Dental care in the Philippines is crucial as statistics show that at least 80 percent of Filipinos suffer from dental problems. The current dental system has not been effective in reducing the number of people suffering from tooth decay or cavities. Today, the country is shifting towards adopting prevention methods. Here are three examples of how the Philippines is preventing tooth decay.
Statistics show that 95 percent of 12-year-olds suffer from tooth decay or cavities. Poor oral hygiene is the main reason for children with oral health problems. Building healthy habits is the key to preventing oral disease. To promote prevention measures, the Philippines is integrating oral health as part of the education curriculum in public schools.
The country’s Department of Education released the program, Fit for School as a way to address tooth decay in school-aged children. Every day, students go out to the school courtyard to brush their teeth with fluoride toothpaste. Fit for School not only promotes healthy habits, but it also provides the students with access to clean water and appropriate washing facilities. Today, the Fit for School Approach has become the Essential Health Care Program, which targets about 2 million children in 40 provinces in the Philippines.
Tax on Sugar
Sugar is one of the many causes of oral health issues in the Philippines. There is an abundance of sweet treats and sugary drinks throughout the country. Coca-Cola alone is predicted to spend $5.5 to $12 billion in marketing in Asian and African countries. Obesity and diabetes are diseases have links to high sugar diets. Now, tooth decay is also associated with sugar.
To make matters worse, foods high in fat and sugar are more accessible than a toothbrush. Filipinos living in poverty-stricken regions are the most vulnerable to make poor dietary choices and suffer from oral health issues. Several countries, like Mexico, have seen a drop in sugar consumption after implementing a tax on sugary drinks.

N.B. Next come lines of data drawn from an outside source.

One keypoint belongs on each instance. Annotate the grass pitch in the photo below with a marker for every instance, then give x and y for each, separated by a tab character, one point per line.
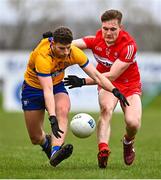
20	159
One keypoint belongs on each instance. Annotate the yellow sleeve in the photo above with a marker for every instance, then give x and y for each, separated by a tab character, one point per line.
42	66
79	57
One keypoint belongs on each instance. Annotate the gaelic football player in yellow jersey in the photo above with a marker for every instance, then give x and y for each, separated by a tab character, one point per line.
43	89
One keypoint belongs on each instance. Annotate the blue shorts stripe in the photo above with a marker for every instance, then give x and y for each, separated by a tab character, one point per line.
33	98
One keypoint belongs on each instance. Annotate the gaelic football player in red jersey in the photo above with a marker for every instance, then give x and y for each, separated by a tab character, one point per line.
115	51
43	89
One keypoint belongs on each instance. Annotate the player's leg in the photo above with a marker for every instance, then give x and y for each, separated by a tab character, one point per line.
62	105
107	102
34	123
133	115
34	109
60	151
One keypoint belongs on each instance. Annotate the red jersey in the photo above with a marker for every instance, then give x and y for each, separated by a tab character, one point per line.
124	49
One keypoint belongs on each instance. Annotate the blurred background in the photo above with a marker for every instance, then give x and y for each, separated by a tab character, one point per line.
22	23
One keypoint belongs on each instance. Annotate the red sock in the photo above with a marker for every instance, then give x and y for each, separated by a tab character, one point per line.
128	138
102	146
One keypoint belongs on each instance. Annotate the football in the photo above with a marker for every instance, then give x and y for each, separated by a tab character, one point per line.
82	125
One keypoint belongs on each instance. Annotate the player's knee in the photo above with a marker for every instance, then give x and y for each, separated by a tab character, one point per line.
133	123
63	111
35	140
106	110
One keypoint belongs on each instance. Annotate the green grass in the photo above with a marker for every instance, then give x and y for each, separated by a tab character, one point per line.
20	159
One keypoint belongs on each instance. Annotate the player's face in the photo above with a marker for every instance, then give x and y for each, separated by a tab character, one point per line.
110	31
61	50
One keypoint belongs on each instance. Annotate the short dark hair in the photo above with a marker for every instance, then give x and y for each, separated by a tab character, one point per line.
63	35
111	14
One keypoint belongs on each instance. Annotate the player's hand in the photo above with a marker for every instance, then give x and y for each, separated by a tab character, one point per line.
120	96
55	127
74	81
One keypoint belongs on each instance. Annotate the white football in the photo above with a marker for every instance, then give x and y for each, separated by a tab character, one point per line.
82	125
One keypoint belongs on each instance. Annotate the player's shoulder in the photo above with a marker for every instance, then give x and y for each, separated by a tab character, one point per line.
127	38
75	49
98	34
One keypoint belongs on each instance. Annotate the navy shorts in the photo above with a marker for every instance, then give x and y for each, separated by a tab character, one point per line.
33	98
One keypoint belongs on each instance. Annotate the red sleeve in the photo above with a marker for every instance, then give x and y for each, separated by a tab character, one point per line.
128	53
89	40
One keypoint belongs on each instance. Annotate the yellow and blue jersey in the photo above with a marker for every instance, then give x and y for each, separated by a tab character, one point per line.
43	63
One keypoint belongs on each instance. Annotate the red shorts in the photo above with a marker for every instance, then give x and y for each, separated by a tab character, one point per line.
127	89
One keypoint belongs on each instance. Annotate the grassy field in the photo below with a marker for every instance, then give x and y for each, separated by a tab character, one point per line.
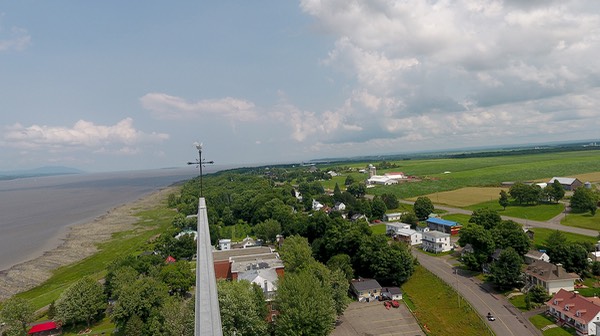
465	197
582	220
488	171
541	235
540	212
436	305
123	243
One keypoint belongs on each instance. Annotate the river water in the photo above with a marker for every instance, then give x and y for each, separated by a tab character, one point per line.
36	212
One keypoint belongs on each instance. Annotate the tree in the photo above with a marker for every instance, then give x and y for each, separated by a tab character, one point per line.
423	207
486	217
506	271
343	263
583	200
178	276
17	313
142	297
241	309
299	315
390	200
378	208
267	230
538	294
296	253
83	301
503	201
510	233
556	247
481	241
390	263
349	180
409	217
178	317
556	191
357	189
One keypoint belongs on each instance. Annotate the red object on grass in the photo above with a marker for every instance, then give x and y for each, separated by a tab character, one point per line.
42	327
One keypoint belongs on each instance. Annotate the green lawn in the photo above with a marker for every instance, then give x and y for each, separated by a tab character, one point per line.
378	228
442	309
541	212
459	218
125	243
582	220
540	321
541	234
486	171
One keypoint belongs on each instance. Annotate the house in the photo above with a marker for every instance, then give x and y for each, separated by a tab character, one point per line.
225	244
391	217
409	236
442	225
576	311
392	228
339	206
259	265
365	289
569	183
49	328
395	175
393	293
534	255
436	242
551	277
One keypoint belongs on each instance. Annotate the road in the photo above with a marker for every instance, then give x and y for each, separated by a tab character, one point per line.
553	224
509	320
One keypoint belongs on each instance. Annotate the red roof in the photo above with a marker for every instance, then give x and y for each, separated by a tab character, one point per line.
42	327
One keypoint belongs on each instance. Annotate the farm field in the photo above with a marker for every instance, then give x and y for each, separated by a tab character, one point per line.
465	197
487	172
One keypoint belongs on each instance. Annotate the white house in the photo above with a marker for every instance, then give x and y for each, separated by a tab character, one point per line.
392	228
534	255
383	180
409	236
339	206
225	244
552	277
436	242
393	216
577	311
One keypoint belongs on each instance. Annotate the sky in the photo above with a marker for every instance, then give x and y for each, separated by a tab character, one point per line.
125	85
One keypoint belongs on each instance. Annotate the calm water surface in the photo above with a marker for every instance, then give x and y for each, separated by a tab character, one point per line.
35	212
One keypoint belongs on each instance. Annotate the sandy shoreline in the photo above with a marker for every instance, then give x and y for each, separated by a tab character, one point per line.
80	242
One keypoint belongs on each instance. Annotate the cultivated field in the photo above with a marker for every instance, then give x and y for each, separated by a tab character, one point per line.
465	197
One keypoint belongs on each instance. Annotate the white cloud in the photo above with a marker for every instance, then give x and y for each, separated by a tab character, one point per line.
165	106
14	39
121	137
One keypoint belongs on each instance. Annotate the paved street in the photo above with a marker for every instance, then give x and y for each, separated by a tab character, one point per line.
509	320
372	318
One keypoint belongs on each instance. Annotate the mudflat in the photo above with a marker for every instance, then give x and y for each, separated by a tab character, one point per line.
79	243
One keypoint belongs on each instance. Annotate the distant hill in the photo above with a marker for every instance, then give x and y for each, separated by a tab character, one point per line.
42	171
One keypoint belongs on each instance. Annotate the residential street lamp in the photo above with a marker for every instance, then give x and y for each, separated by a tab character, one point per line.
200	162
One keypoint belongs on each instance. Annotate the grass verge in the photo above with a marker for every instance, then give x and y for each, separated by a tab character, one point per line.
151	223
441	308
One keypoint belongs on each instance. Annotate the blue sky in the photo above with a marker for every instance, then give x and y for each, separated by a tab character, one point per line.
113	85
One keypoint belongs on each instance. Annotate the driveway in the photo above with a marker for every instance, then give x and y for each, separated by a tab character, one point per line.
509	320
373	319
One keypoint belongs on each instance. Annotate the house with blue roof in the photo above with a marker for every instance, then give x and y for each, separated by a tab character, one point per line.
442	225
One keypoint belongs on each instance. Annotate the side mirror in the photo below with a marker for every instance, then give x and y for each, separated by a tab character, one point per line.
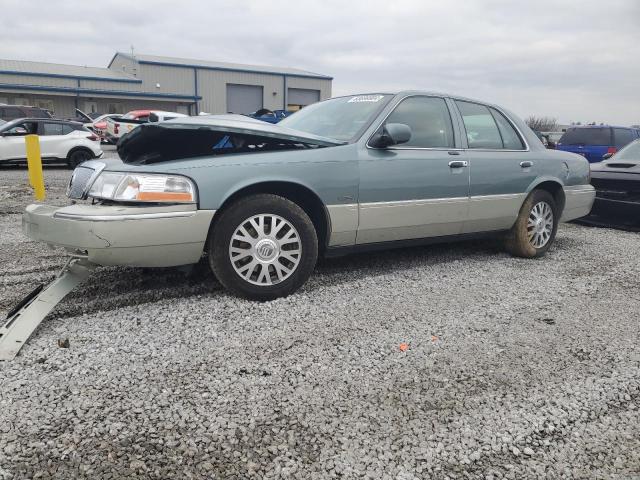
391	134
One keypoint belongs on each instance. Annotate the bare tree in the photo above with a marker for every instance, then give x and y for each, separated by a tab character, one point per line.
542	124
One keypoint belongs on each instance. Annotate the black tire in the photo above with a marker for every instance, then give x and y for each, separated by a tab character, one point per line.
76	157
239	213
519	241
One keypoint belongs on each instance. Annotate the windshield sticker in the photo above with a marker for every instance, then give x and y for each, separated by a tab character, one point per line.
366	98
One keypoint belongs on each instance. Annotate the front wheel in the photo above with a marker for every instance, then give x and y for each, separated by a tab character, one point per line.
263	247
535	229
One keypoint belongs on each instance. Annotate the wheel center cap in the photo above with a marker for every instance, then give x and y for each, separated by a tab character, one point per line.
266	250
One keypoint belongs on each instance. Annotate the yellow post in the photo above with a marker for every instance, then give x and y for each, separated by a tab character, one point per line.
34	163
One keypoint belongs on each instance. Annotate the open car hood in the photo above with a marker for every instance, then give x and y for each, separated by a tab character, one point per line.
212	135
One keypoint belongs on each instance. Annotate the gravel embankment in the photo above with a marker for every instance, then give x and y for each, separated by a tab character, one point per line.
515	368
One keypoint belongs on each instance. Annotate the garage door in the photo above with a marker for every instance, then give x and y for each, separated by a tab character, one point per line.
243	98
302	96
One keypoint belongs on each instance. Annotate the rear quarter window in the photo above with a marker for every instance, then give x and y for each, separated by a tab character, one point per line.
587	136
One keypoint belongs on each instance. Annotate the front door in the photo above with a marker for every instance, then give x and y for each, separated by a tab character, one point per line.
417	189
12	143
501	167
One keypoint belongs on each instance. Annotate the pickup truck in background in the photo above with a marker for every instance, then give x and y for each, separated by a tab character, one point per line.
119	126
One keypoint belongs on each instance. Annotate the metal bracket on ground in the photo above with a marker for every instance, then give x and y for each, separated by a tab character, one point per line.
29	313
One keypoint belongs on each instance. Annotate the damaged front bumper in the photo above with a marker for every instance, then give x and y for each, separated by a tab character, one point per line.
139	236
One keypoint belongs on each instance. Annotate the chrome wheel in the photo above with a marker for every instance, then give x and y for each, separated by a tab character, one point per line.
265	249
540	224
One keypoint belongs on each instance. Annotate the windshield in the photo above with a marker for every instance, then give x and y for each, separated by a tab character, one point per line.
340	118
587	136
630	152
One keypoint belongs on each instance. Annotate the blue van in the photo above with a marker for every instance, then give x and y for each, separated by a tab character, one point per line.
594	141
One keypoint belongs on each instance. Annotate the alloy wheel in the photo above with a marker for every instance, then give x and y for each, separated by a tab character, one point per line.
540	224
265	249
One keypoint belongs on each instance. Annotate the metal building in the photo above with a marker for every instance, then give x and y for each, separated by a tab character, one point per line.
161	83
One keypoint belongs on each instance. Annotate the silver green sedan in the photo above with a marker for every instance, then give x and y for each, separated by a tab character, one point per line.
261	202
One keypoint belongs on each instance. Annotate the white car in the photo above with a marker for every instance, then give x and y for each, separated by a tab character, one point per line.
60	141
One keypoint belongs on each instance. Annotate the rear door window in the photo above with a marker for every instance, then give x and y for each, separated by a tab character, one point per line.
510	138
622	136
37	113
482	131
587	136
11	113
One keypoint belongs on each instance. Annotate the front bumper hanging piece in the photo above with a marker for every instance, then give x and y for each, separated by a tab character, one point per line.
32	310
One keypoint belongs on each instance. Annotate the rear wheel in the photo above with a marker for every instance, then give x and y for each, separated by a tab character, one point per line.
76	157
535	229
263	247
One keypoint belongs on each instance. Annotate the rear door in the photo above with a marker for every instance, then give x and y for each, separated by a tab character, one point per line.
417	189
52	139
501	167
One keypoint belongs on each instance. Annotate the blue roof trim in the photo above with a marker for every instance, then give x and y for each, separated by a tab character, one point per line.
79	91
129	57
228	69
61	75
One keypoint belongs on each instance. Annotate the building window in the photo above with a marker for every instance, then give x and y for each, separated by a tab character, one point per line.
45	104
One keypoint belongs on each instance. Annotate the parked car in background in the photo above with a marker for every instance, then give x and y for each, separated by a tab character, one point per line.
617	184
119	126
355	172
11	112
96	122
270	116
595	141
60	141
552	138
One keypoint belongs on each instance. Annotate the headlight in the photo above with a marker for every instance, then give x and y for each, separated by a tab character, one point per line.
129	187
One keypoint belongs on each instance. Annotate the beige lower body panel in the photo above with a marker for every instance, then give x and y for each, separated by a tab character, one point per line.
493	212
578	201
389	221
344	224
115	235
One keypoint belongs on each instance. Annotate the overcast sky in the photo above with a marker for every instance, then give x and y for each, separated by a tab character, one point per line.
573	60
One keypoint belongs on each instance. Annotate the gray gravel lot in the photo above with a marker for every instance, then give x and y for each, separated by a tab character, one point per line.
515	368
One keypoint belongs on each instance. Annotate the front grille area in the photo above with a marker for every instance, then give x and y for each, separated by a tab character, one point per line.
79	182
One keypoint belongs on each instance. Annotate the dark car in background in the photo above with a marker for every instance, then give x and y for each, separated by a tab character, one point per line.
595	141
12	112
617	184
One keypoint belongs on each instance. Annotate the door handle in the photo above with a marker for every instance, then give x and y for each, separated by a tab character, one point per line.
458	164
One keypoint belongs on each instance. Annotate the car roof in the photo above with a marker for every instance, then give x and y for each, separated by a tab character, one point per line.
404	93
48	120
19	106
601	126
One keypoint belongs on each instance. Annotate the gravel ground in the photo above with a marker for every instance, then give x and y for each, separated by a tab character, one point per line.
514	368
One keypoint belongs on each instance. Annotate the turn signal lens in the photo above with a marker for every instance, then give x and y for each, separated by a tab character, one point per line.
143	188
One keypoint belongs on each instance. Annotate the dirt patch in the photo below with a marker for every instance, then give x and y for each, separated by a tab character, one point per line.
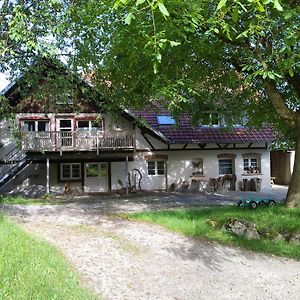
121	259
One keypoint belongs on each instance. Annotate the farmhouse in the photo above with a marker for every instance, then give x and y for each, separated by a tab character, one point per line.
79	147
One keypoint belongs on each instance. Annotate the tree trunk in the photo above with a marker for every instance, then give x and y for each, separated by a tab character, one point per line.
293	196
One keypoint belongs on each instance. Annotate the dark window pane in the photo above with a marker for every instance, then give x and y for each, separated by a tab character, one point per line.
76	171
92	170
43	125
66	171
160	167
151	167
29	126
225	166
83	125
65	123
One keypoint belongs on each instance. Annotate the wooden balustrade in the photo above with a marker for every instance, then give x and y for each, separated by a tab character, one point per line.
76	140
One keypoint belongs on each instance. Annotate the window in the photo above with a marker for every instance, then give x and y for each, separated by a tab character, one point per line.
35	125
197	167
156	167
96	170
225	166
89	125
210	119
70	171
165	120
251	163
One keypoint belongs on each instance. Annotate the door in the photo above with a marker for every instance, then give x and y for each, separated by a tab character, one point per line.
96	177
65	133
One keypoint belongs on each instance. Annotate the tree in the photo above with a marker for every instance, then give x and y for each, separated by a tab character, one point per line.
194	53
189	56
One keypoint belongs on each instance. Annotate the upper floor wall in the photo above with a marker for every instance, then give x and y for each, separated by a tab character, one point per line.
74	132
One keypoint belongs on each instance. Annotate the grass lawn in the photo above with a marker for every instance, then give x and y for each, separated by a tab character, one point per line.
207	222
29	201
32	269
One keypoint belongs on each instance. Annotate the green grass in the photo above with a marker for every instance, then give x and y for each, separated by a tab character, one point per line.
32	269
207	222
46	200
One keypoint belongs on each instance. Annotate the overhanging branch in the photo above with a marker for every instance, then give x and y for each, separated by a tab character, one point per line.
278	102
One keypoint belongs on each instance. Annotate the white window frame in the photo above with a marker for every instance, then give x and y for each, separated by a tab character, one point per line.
232	165
71	171
36	124
258	164
156	168
91	128
198	169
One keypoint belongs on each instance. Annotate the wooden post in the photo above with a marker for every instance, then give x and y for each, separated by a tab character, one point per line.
48	177
126	176
166	174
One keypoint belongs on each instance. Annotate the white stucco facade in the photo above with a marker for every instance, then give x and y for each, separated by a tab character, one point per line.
178	160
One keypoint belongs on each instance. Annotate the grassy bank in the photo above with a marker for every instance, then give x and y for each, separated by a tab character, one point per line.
207	222
44	200
32	269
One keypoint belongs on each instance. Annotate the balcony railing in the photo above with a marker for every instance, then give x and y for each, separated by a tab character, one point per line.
76	140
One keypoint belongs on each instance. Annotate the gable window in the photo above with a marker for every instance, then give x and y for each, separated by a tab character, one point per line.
156	167
70	171
35	125
252	163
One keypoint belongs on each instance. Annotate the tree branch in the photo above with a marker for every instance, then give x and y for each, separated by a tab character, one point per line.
278	102
295	83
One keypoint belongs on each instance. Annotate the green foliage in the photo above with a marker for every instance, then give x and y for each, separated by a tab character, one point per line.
198	224
32	269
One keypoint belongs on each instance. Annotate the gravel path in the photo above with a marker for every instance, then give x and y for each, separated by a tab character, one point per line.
120	259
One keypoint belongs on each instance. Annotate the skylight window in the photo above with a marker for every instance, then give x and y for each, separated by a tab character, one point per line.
166	120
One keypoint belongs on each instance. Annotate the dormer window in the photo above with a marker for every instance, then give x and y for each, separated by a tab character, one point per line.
210	119
165	120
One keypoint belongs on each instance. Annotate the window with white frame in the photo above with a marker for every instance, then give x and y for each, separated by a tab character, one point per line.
252	163
225	166
89	125
197	166
70	171
156	167
35	125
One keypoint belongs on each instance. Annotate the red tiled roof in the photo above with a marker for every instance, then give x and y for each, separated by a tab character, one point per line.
184	132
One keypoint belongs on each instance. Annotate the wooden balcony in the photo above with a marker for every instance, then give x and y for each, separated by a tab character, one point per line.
40	141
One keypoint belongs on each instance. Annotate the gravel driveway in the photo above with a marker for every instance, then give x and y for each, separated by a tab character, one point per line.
120	259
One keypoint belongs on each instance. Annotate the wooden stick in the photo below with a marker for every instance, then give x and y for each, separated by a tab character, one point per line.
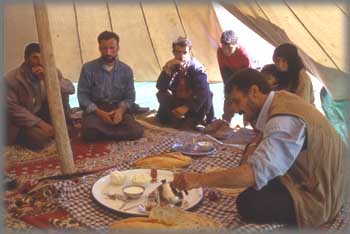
53	88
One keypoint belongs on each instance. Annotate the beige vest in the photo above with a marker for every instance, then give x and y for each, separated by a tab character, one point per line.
316	179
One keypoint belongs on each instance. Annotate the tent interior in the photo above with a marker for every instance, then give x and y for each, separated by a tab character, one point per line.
147	28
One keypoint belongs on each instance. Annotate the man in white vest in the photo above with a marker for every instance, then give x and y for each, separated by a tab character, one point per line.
295	174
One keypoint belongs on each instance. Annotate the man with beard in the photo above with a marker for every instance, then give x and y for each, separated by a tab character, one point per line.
296	173
28	122
184	97
231	58
106	93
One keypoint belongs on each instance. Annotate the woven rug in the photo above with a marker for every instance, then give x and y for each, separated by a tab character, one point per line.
68	204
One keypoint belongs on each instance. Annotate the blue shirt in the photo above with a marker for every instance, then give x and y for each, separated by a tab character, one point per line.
283	139
97	84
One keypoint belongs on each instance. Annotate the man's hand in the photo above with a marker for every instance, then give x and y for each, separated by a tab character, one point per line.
104	116
38	71
187	181
117	115
180	111
46	128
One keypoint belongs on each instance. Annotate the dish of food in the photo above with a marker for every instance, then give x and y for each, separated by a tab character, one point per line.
200	148
113	196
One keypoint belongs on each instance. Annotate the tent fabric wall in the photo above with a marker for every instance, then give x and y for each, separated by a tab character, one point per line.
318	29
146	30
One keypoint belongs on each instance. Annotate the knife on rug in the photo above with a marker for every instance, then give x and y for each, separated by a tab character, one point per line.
68	176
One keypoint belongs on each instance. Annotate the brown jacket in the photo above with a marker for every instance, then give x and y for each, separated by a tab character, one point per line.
24	101
316	179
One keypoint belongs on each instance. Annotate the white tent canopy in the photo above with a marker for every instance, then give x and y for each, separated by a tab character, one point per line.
147	29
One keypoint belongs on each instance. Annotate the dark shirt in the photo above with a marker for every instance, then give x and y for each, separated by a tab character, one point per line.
230	64
98	85
197	80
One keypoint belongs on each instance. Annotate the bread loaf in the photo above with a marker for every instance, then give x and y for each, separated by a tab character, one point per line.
164	160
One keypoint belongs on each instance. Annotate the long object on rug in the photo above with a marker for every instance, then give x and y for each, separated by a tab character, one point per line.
53	91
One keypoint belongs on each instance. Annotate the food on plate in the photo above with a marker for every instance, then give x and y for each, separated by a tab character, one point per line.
164	160
169	218
141	179
117	177
204	146
214	195
133	191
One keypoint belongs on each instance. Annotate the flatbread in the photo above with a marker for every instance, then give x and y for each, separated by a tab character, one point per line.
164	161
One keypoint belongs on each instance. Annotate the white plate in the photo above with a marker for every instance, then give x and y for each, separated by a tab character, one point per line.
195	149
102	185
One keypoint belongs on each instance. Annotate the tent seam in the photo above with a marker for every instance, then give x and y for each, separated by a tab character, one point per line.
313	37
149	35
77	29
109	15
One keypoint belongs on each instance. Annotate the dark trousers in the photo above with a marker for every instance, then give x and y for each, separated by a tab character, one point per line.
167	102
94	129
273	203
35	138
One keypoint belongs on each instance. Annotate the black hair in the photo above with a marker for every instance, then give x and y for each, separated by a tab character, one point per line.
244	79
182	41
31	48
106	35
289	79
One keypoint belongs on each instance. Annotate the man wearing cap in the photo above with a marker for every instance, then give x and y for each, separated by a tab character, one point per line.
231	57
184	97
28	117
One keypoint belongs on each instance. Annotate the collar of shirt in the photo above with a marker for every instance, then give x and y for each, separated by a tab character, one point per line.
105	67
263	115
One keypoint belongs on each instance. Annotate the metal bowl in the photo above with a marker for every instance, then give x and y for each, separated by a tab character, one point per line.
133	191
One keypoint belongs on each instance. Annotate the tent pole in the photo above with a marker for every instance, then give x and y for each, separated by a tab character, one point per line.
53	88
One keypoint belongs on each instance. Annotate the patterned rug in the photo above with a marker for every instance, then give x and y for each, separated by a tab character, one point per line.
48	205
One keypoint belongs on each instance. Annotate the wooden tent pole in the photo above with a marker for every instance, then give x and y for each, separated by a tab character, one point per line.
53	88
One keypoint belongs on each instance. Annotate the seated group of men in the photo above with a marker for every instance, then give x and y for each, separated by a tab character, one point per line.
294	173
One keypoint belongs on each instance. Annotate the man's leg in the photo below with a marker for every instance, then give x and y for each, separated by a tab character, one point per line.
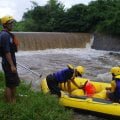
8	94
13	95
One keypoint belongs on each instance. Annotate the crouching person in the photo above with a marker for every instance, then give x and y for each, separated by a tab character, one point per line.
113	93
62	76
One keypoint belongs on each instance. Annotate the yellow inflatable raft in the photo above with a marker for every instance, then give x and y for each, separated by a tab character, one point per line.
78	99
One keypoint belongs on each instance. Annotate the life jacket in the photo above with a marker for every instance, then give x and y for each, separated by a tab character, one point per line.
15	42
89	89
63	75
117	89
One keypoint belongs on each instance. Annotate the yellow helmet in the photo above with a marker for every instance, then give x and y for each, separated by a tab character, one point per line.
115	70
80	69
6	19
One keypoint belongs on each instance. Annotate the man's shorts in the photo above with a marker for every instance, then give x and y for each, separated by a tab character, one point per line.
11	79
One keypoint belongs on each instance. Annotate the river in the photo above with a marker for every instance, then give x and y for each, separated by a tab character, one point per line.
97	64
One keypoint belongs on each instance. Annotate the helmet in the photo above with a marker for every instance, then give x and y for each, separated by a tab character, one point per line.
115	70
6	19
80	69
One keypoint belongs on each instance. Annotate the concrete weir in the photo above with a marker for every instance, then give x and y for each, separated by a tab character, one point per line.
52	40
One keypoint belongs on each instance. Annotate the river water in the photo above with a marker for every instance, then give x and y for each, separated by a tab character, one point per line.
97	65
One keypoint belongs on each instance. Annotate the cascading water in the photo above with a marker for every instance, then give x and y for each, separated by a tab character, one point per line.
97	63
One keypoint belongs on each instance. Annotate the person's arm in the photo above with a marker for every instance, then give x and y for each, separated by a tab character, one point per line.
69	86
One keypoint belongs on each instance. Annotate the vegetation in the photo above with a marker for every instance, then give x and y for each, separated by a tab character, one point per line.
32	106
98	16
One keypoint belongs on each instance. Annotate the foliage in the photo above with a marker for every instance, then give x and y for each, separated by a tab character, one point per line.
32	106
100	15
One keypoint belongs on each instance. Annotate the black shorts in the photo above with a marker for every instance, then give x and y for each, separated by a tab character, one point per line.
11	79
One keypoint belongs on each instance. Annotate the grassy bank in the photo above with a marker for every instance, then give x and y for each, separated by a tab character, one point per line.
31	105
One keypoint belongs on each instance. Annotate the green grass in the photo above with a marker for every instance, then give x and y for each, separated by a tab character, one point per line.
32	105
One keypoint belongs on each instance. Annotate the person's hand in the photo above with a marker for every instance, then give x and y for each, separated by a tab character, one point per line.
108	88
13	69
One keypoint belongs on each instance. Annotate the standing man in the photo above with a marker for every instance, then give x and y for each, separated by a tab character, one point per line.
9	45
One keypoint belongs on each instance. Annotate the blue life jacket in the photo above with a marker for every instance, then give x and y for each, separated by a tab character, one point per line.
63	75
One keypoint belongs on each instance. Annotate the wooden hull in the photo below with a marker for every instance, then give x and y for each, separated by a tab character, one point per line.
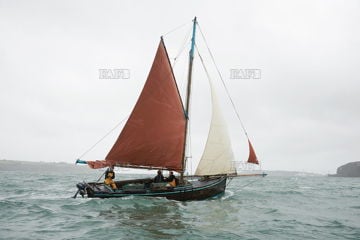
192	190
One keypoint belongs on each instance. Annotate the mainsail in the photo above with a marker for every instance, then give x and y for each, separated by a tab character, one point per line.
154	135
252	156
218	156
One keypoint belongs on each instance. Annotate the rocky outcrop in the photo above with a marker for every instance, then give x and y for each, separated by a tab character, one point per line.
348	170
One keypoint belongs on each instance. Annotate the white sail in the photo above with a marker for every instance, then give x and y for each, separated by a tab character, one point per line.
218	156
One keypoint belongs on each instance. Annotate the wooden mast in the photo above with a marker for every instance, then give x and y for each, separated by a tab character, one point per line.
188	92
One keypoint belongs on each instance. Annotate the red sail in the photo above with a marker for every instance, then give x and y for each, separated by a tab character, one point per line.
252	156
154	135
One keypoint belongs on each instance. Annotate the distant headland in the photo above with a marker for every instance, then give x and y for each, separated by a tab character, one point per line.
351	169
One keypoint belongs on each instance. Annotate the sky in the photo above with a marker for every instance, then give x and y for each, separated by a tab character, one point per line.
301	114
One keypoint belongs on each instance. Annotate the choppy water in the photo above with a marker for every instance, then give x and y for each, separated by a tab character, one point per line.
37	205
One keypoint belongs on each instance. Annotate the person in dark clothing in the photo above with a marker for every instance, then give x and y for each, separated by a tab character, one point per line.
172	179
109	176
159	177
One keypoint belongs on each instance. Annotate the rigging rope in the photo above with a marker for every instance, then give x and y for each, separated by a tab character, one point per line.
223	82
93	146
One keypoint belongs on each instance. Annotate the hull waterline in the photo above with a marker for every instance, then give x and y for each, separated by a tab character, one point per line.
193	190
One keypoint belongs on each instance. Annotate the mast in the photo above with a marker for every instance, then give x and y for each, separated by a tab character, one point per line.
188	92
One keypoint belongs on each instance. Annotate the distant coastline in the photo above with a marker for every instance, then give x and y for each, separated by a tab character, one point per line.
351	169
18	165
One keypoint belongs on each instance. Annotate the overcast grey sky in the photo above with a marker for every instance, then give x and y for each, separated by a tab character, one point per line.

In 2018, the Philippines implemented a sugar tax. The tax raises the cost of sugary drinks by 13 percent. As a result, the Philippines expects to lower soda sales as well as a drop in the number of people suffering from tooth decay. The money collected from the sugar tax will be used to fund health care initiatives and infrastructure.
From the United States to Australia, foreigners are flocking to the Philippines for dental care. The affordability of treatments has made dental care in the Philippines one of the most popular dental tourism destinations in the world. Dental tourism refers to the practice of traveling to another country to undergo dental treatment such as implants or teeth whitening.
Due to its popularity, dental tourism is fostering economic growth for the Philippines. However, it has not improved access to oral care for Filipinos. A 2016 report found that Filipinos rarely visit the dentist office and over 7 percent had never been. The report also found that 98 percent of Filipinos experience tooth decay.
Some argue that dental tourism has made dental care even more limited to Filipinos. The price of visiting the dentist is low for foreigners but very costly for Filipinos. Additionally, dentist offices are prone to schedule prioritize foreign patients rather than local ones. However, foreign travelers are also bringing free dental care to the Philippines. For instance, access to quality dental care is limited in Cebu and other underserved regions in the Philippines.
Aid for Dental Care
The University of the Pacific (UOP) is one of many organizations working to increase the accessibility of dental care. Each summer, UOP sends a group of dental students to Canjula Elementary School in Cebu to provide the students with free dental care. Students unable to afford yearly trips to the dentist for cleanings, fillings or extractions now have access to get the care they need. In addition to treatment, UOP also provides oral health information sessions to promote the building of good hygiene habits.
As a whole, dental care in the Philippines has been improving with time. While it is a common critique that treatment is valued over prevention, there have been efforts aiming towards children. Additionally, tourism and higher institutions are working to increase access to dental care in the Phillippines.